Jesús no le respondió.
Leonora levantó lentamente una mano y Gua Li interrumpió el relato.
—Esa María no es su madre.
—No, es María de Magdala, la mujer que amó a Jesús.
—Conozco esa historia. Me habló de ella hace muchos años el conde de Mirandola, pero me obligó a guardarle el secreto. Con solo insinuarla, habría corrido el riesgo de sufrir la cárcel y la tortura que se reservaba a las brujas. Decía que eran muchas las historias que había sobre la vida de Jesús, todas con un trasfondo de verdad, pero todas manipuladas por interés.
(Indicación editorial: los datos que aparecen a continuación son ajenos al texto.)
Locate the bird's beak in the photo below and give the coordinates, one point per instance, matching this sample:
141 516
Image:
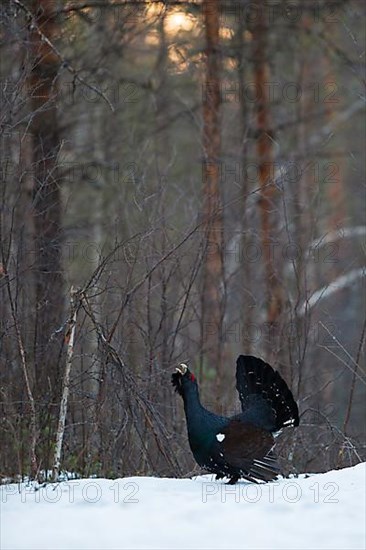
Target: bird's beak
182 369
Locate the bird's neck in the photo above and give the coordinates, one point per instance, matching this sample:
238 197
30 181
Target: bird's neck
192 403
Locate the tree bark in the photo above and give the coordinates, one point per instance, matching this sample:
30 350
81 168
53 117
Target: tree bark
212 210
46 197
267 205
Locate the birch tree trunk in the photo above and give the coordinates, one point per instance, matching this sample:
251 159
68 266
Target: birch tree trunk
46 198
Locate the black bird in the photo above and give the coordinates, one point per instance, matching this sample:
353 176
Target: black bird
240 446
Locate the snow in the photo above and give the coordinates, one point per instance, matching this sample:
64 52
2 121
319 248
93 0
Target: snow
322 511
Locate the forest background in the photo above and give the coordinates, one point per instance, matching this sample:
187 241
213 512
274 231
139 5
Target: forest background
180 181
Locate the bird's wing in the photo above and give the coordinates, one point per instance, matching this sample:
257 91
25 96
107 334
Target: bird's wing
249 448
265 398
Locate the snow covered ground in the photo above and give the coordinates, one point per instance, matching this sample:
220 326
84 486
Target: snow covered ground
316 512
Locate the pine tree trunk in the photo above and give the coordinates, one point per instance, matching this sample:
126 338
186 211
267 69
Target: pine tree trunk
267 205
213 222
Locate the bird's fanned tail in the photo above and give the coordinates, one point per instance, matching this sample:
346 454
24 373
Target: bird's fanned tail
264 395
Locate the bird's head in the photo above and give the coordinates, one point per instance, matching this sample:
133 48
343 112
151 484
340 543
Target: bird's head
183 379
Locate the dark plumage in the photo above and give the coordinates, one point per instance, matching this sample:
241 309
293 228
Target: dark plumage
239 446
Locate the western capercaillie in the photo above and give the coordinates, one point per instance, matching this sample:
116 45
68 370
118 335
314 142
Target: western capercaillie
240 446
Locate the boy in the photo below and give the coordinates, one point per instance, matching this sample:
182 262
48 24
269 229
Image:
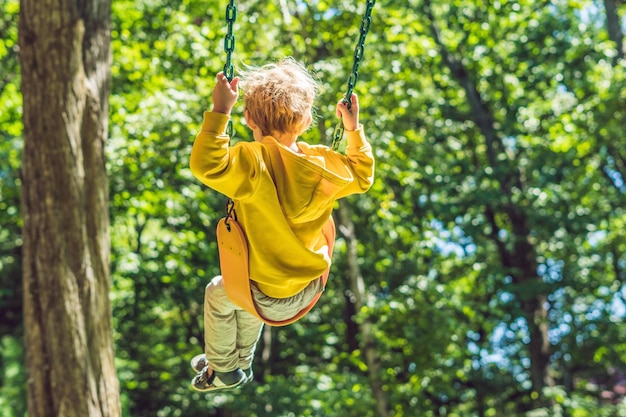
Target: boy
284 191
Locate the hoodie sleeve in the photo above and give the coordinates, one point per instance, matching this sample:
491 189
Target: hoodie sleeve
232 171
360 161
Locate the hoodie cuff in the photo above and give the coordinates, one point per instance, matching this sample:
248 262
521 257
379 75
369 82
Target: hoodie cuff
356 138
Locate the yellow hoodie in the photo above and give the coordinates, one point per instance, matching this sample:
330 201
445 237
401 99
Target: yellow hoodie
282 198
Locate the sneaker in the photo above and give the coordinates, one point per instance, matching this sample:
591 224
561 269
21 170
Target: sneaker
199 362
210 380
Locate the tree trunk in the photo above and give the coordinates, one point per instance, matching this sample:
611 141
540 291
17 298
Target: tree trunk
357 287
65 67
614 27
522 260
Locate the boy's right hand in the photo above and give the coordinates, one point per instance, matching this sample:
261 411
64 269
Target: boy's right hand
225 94
350 117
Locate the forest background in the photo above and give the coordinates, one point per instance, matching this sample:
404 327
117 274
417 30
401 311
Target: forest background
482 275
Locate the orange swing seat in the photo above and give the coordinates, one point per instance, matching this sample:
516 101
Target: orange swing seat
234 263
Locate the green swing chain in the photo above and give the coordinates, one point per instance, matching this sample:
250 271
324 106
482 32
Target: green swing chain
229 47
359 51
229 72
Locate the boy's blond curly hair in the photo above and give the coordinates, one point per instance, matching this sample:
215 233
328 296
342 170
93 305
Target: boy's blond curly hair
279 96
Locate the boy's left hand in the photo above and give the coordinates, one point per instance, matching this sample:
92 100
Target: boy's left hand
225 94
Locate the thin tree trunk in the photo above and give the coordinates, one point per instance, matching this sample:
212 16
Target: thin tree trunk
521 261
65 67
614 27
357 287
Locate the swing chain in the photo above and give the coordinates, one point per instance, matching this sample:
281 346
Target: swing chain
229 40
229 48
359 51
229 72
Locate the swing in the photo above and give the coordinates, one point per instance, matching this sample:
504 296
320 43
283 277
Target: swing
231 240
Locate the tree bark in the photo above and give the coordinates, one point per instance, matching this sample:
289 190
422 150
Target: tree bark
614 27
65 68
521 261
357 288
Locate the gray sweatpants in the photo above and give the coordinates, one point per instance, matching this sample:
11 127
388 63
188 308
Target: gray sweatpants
231 334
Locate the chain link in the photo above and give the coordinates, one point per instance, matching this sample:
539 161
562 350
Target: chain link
359 51
229 48
229 40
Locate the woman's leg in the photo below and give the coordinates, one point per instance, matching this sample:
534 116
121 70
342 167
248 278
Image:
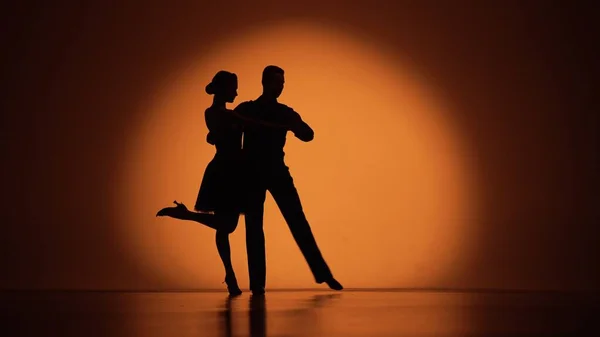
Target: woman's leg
228 223
181 212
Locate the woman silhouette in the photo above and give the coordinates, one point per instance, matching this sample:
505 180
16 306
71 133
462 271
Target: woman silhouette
221 198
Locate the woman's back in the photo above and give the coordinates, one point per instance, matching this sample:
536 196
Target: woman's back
225 131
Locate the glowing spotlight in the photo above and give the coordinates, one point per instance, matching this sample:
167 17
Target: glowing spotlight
384 184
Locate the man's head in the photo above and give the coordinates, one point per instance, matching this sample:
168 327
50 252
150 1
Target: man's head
272 81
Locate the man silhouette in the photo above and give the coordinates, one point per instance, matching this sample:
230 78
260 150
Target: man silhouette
263 147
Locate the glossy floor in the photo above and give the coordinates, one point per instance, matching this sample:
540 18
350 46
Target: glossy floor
298 313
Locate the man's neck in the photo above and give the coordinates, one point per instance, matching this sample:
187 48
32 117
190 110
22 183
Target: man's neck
267 98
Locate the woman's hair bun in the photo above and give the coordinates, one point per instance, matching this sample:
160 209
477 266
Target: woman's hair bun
210 89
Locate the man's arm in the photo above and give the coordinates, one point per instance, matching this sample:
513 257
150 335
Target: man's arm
243 113
300 129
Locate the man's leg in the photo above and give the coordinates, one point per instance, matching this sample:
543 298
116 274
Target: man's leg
281 186
255 239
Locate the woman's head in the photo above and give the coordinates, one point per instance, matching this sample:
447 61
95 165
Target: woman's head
223 86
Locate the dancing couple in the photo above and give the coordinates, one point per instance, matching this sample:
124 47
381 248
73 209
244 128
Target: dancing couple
249 161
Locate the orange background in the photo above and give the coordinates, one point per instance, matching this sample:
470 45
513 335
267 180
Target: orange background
455 145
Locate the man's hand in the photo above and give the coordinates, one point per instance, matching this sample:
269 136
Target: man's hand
300 129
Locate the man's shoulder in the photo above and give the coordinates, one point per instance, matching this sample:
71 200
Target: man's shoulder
244 105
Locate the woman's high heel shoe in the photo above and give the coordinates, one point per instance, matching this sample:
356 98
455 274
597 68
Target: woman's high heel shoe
232 287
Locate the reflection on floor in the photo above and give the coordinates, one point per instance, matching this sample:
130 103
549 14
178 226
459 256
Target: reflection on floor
298 313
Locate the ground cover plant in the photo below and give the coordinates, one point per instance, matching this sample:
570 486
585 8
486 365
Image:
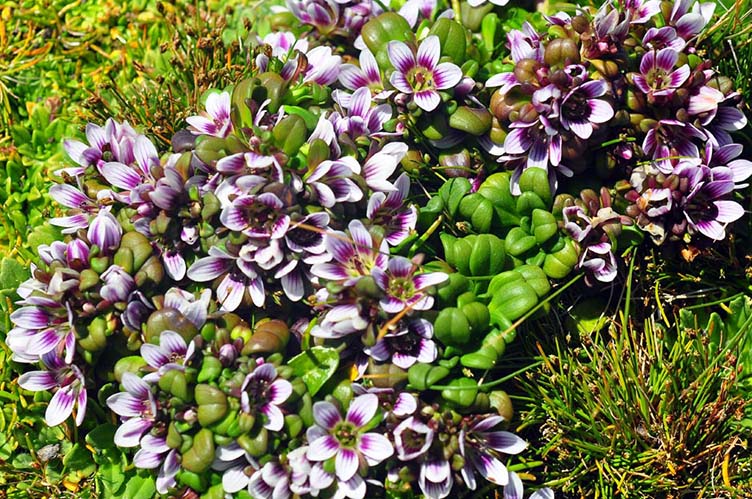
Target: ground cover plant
322 248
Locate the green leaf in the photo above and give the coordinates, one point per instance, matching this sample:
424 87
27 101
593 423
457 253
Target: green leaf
315 367
140 488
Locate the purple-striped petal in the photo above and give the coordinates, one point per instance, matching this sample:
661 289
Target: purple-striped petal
129 433
375 448
429 52
346 464
326 415
68 196
37 381
446 75
401 56
362 409
121 176
208 268
323 447
60 407
125 404
428 100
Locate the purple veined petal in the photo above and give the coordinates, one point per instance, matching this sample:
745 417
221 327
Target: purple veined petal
319 478
172 343
326 415
279 391
125 404
712 229
593 88
369 66
600 111
230 293
105 231
135 385
256 290
60 407
75 150
146 459
360 102
375 448
399 81
168 472
583 129
429 52
329 271
491 468
121 176
679 76
346 464
145 154
71 223
232 164
506 442
68 196
129 433
404 405
446 75
82 401
514 488
208 268
202 125
235 479
37 381
518 141
401 57
428 100
352 77
323 447
362 409
154 444
30 318
728 211
437 470
276 418
174 265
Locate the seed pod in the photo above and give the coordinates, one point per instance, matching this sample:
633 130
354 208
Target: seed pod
269 336
201 454
169 319
175 383
461 392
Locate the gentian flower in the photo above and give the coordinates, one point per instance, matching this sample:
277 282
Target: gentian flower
657 76
435 478
411 343
262 392
171 353
390 211
482 448
345 440
216 120
421 75
137 408
403 288
71 390
367 75
581 108
412 439
354 255
359 117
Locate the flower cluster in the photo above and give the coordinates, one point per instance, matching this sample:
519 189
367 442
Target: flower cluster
308 294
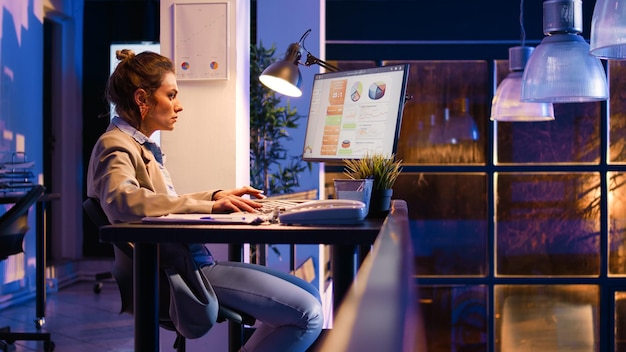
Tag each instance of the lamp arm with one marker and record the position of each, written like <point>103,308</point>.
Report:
<point>312,60</point>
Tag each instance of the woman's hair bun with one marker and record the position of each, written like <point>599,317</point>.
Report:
<point>124,54</point>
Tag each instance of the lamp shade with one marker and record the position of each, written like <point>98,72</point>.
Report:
<point>608,29</point>
<point>506,104</point>
<point>284,76</point>
<point>561,69</point>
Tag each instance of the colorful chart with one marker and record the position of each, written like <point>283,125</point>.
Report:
<point>355,91</point>
<point>377,90</point>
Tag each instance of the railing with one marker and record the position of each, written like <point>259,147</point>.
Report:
<point>380,312</point>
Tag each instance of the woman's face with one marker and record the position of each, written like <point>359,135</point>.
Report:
<point>164,107</point>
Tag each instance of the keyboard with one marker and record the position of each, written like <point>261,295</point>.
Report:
<point>272,205</point>
<point>310,212</point>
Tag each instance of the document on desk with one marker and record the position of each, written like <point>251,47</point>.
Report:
<point>205,219</point>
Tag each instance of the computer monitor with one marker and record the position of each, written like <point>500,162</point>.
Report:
<point>355,113</point>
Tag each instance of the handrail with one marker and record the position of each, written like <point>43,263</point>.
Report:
<point>380,312</point>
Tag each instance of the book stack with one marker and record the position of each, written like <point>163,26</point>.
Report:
<point>16,176</point>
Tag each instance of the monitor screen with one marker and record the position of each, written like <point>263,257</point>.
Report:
<point>355,113</point>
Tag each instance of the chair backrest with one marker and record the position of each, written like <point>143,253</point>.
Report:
<point>187,300</point>
<point>14,223</point>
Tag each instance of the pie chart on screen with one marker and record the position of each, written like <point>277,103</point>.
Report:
<point>377,90</point>
<point>355,92</point>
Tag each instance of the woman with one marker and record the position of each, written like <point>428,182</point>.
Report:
<point>127,175</point>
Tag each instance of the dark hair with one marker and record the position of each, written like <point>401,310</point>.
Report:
<point>142,71</point>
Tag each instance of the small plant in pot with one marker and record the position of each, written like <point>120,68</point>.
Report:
<point>384,170</point>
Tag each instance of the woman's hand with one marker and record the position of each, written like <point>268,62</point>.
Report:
<point>229,201</point>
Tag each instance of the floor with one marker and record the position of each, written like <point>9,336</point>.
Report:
<point>78,319</point>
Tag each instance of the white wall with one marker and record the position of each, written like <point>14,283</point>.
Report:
<point>209,147</point>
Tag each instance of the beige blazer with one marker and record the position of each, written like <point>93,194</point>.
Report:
<point>125,177</point>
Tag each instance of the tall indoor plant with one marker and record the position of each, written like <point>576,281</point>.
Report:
<point>384,170</point>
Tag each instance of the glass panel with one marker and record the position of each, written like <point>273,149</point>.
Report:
<point>448,222</point>
<point>617,109</point>
<point>550,318</point>
<point>574,135</point>
<point>617,223</point>
<point>620,321</point>
<point>455,316</point>
<point>445,121</point>
<point>547,224</point>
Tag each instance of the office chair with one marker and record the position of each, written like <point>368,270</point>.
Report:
<point>13,227</point>
<point>123,275</point>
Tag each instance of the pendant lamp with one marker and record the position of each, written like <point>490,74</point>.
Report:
<point>561,69</point>
<point>608,29</point>
<point>506,104</point>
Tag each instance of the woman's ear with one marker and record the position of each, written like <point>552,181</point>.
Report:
<point>141,98</point>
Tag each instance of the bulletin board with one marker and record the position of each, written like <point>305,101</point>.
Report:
<point>201,41</point>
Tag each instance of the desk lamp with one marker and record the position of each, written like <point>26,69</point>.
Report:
<point>284,76</point>
<point>561,69</point>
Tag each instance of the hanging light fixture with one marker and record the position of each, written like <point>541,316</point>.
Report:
<point>608,29</point>
<point>561,69</point>
<point>507,104</point>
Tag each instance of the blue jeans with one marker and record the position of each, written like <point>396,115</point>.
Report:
<point>287,308</point>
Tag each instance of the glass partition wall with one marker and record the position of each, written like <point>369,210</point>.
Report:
<point>519,228</point>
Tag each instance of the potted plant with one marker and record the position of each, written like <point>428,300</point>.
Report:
<point>384,170</point>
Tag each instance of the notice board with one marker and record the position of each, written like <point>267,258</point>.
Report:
<point>201,41</point>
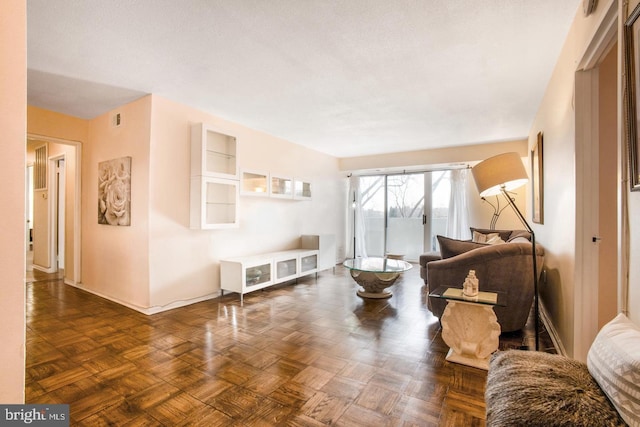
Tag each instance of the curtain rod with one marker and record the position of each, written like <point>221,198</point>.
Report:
<point>406,172</point>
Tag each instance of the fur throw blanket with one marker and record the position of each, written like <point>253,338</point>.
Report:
<point>527,388</point>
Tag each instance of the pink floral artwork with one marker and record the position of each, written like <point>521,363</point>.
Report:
<point>114,191</point>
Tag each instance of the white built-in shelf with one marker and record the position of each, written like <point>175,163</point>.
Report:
<point>281,187</point>
<point>213,152</point>
<point>253,183</point>
<point>301,189</point>
<point>214,179</point>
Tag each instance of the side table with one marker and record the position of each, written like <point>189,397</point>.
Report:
<point>469,325</point>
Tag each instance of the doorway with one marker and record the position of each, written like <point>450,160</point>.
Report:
<point>403,213</point>
<point>597,145</point>
<point>57,210</point>
<point>58,204</point>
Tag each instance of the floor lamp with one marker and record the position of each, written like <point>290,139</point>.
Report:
<point>501,174</point>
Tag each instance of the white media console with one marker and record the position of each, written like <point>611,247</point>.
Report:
<point>250,273</point>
Decía también que solo empezaría a entrever la verdad cuando encontrara un escrito suyo. Era imposible, afirmaba, que un profeta como él no hubiera querido dejar una señal a los otros hombres.
—¿Tú lo conociste?
—Le ayudé, por casualidad, y él hizo lo mismo conmigo. Y gracias a él conocí a Ferruccio, pero esa es otra historia.
—Y gracias a él yo te he conocido a ti. Pero también esa —sonrió— es otra historia.
—Cuando esté mejor hablaremos de todo; tú y yo tenemos mucho en común. Pero ahora continúa, te lo ruego.
Gua Li miró al pequeño que dormía a su lado y se tocó el vientre. Sí, hablarían, pero había un secreto, uno solo, que siempre las separaría. Un secreto que, en sus sueños, solo Ada Ta conocía y del que parecía complacido.
No hubo tiempo de seguir hablando. Llegaron los hermanos de Jesús con algunos de sus amigos de más confianza, todos armados. Convinieron que, eliminada cualquier hipótesis de fuga, sería mejor anticiparse a la voluntad del Gran Sanedrín, en un gesto de respeto, evitando así también las cadenas romanas, de modo que se dirigieron a Jerusalén. A los dos días de camino se detuvieron en Siquem, para visitar la tumba del padre de Jesús, y todos sus hijos pusieron encima una piedra, porque había sido un hombre justo.
La mañana del quinto día, después de ascender el Har Hazeitim, vieron el brillo cegador de las paredes del templo, entre las que se alzaba como un monolito la alta torre del Qodesh ha-Qodashim, donde se custodiaba el Arca de la Alianza. Aquella noche cenaron en una posada cercana. Jesús quiso tener a un lado a su hijo Yuehan y al otro a María. Luego pidió a Judas, que lloraba, que fuera a decir a los miembros del Sanedrín que les esperaría allí.